Examples of coaching topics:
- Executive presence (building gravitas, communication skills, confidence, authority, assertive communication, charisma etc.)
- Soft skills (e.g. EQ, collaboration, adaptability, resilience, relationship building and management, etc.)
- Giving and receiving feedback
- Cultural competence and adaptation
- Conflict prevention and management
Coaching Intervention
If there is an established need to correct or resolve problematic behaviors or poor performance issues, a coaching intervention might help. In this context, coaching addresses the behavioral patterns and mindsets which generate problems in the clients’ performance and negatively affect their interactions with other people.
Possible areas of coaching:
- Anger management
- Poor feedback culture
- Development of emotional Intelligence
- Poor self-management
Team Coaching
Team coaching helps teams understand and align around a common purpose to deliver best results for all stakeholders, while creating a sustainable environment that cultivates long-term excellence and success. The team coaching process helps teams become resilient to the ever-changing dynamics of the modern business world, establish inspiring culture and vision, define clear roles, commit to team accountability, manage conflict well and increase the level of creativity and innovation.
According to one the leading team coaches, Prof. David Cluttebuck, team coaching is effective when:
- A new team is being formed and needs to quickly create momentum.
- A key team is not working as effectively as it could, and the team leader and team members agree that they want to do better.
- A long-established team has lost its sparkle and wants to regain it.
- A VIMT (Virtual, International, Multicultural Team) needs global dexterity to function effectively.
- A top team wants to become a role model for the rest of the organization.
Executive coaching
Executive coaching is an experiential and individualized leader development process.

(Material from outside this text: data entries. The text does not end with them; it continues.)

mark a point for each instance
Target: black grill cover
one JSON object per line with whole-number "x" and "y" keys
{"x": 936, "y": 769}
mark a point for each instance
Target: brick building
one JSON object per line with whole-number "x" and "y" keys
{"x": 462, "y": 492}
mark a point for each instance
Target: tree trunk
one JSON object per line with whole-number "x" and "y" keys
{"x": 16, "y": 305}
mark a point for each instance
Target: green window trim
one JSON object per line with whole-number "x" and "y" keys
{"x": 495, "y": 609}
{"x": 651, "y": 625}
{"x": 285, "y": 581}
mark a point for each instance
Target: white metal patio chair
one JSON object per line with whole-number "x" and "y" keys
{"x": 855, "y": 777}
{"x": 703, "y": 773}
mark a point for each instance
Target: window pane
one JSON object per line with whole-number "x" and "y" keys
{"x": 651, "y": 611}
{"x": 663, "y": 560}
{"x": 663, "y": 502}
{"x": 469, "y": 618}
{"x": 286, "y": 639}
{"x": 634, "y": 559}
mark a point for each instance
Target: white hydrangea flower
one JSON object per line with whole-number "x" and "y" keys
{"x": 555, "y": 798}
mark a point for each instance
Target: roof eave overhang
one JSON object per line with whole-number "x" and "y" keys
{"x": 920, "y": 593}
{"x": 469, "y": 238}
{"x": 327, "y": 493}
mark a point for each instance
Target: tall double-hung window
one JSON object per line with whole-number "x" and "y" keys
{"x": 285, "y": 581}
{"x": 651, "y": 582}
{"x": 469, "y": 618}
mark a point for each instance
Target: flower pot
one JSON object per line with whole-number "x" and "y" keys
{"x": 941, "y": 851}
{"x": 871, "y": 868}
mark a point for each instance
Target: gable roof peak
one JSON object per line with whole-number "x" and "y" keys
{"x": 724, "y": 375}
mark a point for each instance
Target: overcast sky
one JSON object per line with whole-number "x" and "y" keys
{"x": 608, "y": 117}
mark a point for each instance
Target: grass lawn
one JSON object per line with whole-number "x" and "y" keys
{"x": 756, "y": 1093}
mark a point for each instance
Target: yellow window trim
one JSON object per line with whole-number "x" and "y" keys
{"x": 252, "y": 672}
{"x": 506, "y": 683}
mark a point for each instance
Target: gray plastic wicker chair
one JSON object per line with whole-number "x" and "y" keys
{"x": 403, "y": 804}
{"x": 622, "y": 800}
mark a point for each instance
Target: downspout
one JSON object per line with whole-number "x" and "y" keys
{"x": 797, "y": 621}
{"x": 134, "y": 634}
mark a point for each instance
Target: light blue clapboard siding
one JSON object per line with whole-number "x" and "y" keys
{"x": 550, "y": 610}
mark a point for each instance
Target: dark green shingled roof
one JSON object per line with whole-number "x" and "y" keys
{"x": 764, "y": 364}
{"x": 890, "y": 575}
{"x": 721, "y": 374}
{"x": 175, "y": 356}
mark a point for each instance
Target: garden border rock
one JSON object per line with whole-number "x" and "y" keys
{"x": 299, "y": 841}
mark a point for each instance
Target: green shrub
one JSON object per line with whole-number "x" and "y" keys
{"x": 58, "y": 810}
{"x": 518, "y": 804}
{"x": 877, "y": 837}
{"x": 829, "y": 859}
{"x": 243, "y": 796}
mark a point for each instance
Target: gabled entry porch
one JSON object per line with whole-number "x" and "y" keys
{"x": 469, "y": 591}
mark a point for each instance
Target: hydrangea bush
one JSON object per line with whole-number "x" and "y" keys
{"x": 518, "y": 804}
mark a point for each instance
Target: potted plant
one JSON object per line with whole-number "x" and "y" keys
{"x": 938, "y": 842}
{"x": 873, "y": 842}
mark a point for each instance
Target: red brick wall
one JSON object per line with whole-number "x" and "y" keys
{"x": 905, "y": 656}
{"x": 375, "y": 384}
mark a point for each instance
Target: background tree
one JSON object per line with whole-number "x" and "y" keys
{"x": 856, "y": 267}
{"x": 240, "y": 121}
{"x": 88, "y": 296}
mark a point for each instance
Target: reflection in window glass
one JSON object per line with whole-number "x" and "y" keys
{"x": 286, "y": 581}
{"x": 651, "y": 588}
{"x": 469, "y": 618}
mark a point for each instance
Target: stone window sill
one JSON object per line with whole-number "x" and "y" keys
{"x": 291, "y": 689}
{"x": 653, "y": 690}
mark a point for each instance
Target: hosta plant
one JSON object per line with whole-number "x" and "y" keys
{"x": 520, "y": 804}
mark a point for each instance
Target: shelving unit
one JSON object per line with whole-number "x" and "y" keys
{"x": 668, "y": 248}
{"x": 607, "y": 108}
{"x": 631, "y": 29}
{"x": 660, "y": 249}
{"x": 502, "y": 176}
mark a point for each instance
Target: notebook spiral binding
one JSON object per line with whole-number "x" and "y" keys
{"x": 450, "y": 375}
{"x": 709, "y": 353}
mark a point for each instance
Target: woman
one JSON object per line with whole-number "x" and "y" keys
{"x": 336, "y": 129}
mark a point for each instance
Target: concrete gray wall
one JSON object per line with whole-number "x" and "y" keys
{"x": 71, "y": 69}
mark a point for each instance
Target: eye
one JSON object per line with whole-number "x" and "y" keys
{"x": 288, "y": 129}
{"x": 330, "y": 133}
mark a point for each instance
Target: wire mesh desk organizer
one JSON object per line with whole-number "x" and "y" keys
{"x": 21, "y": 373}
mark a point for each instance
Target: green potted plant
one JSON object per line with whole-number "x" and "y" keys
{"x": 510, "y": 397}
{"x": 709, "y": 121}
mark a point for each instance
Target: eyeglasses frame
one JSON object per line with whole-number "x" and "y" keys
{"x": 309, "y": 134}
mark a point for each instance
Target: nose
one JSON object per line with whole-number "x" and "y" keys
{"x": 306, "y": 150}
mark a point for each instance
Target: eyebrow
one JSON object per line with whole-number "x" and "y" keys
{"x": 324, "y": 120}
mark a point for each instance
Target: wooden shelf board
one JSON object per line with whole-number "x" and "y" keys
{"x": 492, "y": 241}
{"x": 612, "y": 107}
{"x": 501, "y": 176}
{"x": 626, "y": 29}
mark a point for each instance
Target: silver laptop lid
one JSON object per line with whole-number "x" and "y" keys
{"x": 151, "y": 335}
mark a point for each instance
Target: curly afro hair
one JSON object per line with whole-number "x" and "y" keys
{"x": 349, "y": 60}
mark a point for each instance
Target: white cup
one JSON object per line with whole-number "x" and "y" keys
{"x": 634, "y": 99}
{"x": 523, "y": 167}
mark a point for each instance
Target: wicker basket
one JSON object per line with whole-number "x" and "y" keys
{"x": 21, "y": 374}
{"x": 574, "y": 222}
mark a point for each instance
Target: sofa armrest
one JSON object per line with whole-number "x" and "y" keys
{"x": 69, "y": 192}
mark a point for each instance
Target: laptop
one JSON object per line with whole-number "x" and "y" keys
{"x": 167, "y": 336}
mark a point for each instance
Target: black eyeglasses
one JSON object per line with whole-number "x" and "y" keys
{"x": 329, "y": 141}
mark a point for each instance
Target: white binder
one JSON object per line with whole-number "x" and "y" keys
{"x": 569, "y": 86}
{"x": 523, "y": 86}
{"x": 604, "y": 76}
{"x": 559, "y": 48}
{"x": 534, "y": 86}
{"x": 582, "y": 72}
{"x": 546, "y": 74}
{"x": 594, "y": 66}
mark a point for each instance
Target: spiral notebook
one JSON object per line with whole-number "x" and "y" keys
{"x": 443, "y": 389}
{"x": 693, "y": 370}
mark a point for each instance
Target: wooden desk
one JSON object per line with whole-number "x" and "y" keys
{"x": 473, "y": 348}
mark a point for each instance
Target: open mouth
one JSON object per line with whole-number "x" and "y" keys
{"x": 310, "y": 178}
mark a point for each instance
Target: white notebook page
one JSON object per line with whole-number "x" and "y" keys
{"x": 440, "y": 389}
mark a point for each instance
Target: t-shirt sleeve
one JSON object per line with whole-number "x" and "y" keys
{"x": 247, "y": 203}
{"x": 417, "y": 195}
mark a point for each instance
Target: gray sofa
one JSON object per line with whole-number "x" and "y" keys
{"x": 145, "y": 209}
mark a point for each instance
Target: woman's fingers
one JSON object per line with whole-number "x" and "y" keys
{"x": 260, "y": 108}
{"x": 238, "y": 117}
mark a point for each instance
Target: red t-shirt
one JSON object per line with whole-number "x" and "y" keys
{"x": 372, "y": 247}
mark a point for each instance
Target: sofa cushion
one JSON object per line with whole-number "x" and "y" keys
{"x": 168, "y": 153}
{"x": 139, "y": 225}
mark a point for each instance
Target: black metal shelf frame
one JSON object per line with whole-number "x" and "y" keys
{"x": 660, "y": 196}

It can facilitate strategic thinking and increase self-awareness by providing a supportive space for reflection. It is considered to be effective in enhancing leaders’ capacity to cope with changes (agility and resilience), helps them engage and motivate their teams (better (EQ), helps them plan and achieve their personal and business goals (focus, mindfulness).
The reasons for working with a coach might include:
- Developing the leadership skills of high-potential individuals
- Helping managers become leaders
- Supporting the newly promoted managers
- Developing management and leadership skills among the technical people
- Preventing burnout in high achievers
- Stretching, challenging, and expanding the horizons of the executives
- Offering “reality checks” to confront self-image with the outside image
- Developing executive presence
I hope this list offers some clarification and a better picture of what coaching is and is not, the different types of coaching and where they are best applied.
If you are looking for a coach, do check their credentials. ICF is the golden standard of coaching globally, so coaches with ICF credentials are guaranteed to be highly trained professionals. Among many coaching schools and methodologies, the Co-Active coaching, in which I am certified, stands out as the golden standard.